2 packages dry active yeast
1/2 cup (125 mL) tepid water
1 tsp (5 mL) granulated sugar
1 1/2 cups (475 mL) warm milk
1/2 cup (125 mL) granulated sugar
3 eggs, beaten
1/2 cup (125 mL) unsalted butter
2 tsp (10 mL) salt
5 to 6 cups (1.25 to 1.5L) all-purpose flour

3/4 cup (175 mL) unsalted butter
1 1/2 cups (375 mL) brown sugar
3 tbsp (45 mL) corn syrup

3/4 cup (175 mL) melted butter
1 1/2 cups (375 mL) brown sugar
3 cups (750 mL) raisins or nuts

1. In a medium bowl, sprinkle yeast over water. Stir in sugar and let mixture stand for 5 minutes or until yeast is dissolved.

2. In a large bowl, with an electric mixer, beat together milk, granulated sugar, eggs, butter and salt. Stir in yeast mixture along with 2 cups (500 mL) of flour. Beat mixture together for about 2 minutes or until well combined.

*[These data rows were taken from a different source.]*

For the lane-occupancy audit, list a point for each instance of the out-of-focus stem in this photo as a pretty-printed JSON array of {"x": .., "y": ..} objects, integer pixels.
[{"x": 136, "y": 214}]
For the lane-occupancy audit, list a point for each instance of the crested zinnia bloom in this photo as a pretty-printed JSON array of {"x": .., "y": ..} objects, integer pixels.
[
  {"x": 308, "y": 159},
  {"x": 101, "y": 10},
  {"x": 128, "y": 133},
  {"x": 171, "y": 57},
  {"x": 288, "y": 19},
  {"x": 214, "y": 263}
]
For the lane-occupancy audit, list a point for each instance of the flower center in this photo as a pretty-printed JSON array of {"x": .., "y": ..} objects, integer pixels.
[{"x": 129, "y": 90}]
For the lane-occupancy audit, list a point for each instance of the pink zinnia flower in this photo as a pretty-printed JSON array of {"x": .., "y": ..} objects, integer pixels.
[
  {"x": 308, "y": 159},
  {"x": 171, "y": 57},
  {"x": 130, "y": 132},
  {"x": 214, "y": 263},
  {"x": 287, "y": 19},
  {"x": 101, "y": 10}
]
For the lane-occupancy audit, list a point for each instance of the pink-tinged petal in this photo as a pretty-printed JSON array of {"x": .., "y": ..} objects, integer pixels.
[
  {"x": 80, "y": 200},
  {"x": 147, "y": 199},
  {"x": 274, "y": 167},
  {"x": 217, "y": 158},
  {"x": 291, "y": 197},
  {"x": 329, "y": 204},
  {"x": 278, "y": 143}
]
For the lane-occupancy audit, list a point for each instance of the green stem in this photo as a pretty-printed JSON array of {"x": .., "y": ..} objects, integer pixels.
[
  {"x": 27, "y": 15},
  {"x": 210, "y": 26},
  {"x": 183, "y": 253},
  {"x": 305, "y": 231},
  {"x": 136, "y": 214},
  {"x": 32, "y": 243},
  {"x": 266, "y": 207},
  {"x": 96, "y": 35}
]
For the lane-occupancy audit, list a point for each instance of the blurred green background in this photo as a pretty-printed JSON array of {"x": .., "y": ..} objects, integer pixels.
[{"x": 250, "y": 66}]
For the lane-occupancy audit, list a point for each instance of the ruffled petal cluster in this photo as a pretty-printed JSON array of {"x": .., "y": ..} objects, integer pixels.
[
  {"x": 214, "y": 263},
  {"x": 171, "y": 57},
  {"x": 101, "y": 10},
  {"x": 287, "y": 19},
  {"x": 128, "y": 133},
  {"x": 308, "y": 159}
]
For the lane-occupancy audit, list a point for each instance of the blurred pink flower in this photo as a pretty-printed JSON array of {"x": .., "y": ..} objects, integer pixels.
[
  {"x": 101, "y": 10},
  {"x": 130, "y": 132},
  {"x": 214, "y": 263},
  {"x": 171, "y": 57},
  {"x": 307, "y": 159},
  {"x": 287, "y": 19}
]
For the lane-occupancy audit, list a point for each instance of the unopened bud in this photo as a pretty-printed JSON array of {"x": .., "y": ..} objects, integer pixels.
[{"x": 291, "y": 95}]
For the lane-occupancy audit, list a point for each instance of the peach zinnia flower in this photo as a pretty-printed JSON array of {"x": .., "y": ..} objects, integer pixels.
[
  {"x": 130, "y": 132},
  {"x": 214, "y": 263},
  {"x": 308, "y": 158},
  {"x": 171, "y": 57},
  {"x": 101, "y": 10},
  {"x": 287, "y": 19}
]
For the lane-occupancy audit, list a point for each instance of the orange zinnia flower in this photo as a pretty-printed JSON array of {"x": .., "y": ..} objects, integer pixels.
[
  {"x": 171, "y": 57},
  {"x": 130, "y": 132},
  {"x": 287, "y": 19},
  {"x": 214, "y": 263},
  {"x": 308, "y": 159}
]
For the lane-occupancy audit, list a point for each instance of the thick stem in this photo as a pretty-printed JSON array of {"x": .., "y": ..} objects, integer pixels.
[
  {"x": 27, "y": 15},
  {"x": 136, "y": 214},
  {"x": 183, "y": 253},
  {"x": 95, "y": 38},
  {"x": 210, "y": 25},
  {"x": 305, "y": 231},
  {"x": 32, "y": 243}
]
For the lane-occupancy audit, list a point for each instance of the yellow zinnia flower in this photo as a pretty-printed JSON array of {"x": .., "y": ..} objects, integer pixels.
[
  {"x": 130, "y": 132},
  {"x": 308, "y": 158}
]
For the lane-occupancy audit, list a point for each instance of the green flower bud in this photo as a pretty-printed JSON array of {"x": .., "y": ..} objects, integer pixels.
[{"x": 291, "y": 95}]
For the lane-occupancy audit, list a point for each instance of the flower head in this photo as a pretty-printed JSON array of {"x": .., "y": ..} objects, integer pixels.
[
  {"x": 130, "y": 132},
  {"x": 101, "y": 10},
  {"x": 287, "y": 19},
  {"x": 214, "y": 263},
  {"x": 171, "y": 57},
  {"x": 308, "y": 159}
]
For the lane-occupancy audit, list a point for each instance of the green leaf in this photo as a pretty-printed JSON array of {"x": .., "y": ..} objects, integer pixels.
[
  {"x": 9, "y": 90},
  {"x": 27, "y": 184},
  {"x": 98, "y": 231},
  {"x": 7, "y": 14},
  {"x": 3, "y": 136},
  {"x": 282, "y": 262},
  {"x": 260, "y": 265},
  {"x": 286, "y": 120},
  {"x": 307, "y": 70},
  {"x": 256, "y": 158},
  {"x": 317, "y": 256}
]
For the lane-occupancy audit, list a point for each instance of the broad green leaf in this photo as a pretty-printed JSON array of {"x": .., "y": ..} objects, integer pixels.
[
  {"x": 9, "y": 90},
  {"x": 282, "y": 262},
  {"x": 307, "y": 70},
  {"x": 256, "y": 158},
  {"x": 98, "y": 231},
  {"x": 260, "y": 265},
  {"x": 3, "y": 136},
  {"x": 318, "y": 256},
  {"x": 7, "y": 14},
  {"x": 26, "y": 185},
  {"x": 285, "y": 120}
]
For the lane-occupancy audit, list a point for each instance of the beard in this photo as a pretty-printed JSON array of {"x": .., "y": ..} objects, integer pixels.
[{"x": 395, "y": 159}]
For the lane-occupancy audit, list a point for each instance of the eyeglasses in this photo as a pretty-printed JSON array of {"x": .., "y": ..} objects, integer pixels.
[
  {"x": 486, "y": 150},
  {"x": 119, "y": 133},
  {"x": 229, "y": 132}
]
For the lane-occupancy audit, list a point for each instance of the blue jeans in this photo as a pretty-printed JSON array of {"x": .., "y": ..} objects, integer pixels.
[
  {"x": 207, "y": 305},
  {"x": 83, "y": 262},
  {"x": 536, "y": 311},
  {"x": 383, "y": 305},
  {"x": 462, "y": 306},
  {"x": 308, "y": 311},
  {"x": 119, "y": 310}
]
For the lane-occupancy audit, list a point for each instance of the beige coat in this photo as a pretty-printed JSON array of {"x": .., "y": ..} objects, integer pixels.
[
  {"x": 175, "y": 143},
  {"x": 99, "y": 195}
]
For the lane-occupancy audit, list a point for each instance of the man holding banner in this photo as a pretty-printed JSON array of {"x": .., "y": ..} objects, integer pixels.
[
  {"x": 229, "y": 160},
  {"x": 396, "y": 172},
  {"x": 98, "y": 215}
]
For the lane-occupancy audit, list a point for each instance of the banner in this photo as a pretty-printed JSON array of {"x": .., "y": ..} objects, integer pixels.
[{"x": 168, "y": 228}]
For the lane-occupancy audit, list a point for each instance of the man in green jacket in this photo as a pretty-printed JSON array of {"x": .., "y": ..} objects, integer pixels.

3. Stir in enough remaining flour so that mixture does not stick to sides of bowl. On a lightly floured board, by hand or with the dough hook of a mixer, knead dough together until smooth and elastic. Place in a buttered bowl, cover and let stand in a warm place until doubled in bulk, about 45 minutes.

4. While dough is resting, in a pot combine butter, brown sugar and corn syrup for the glaze. Heat until sugar is melted. Cover the bottom of two 9-inch (23-cm) square or round pans with glaze.

5. Punch down dough and roll out into a rectangle of approximately 20 x 15-inches (50x38-cm). Brush melted butter over yeast dough; sprinkle with sugar and raisins or nuts. Roll up jelly roll fashion, lengthways, making sure ends are even. Cut into 1-inch (2.5-cm) slices. Place in glazed pans, just touching. Cover with a clean cloth and let rise until swollen and sticky, about 45 minutes.

6. Preheat over to 375°F (190°C). Place pans on middle shelf of oven and bake for 20 to 25 minutes or until golden. Let sit for 5 minutes to let the glaze set. Turn out glaze side up. Serve warm.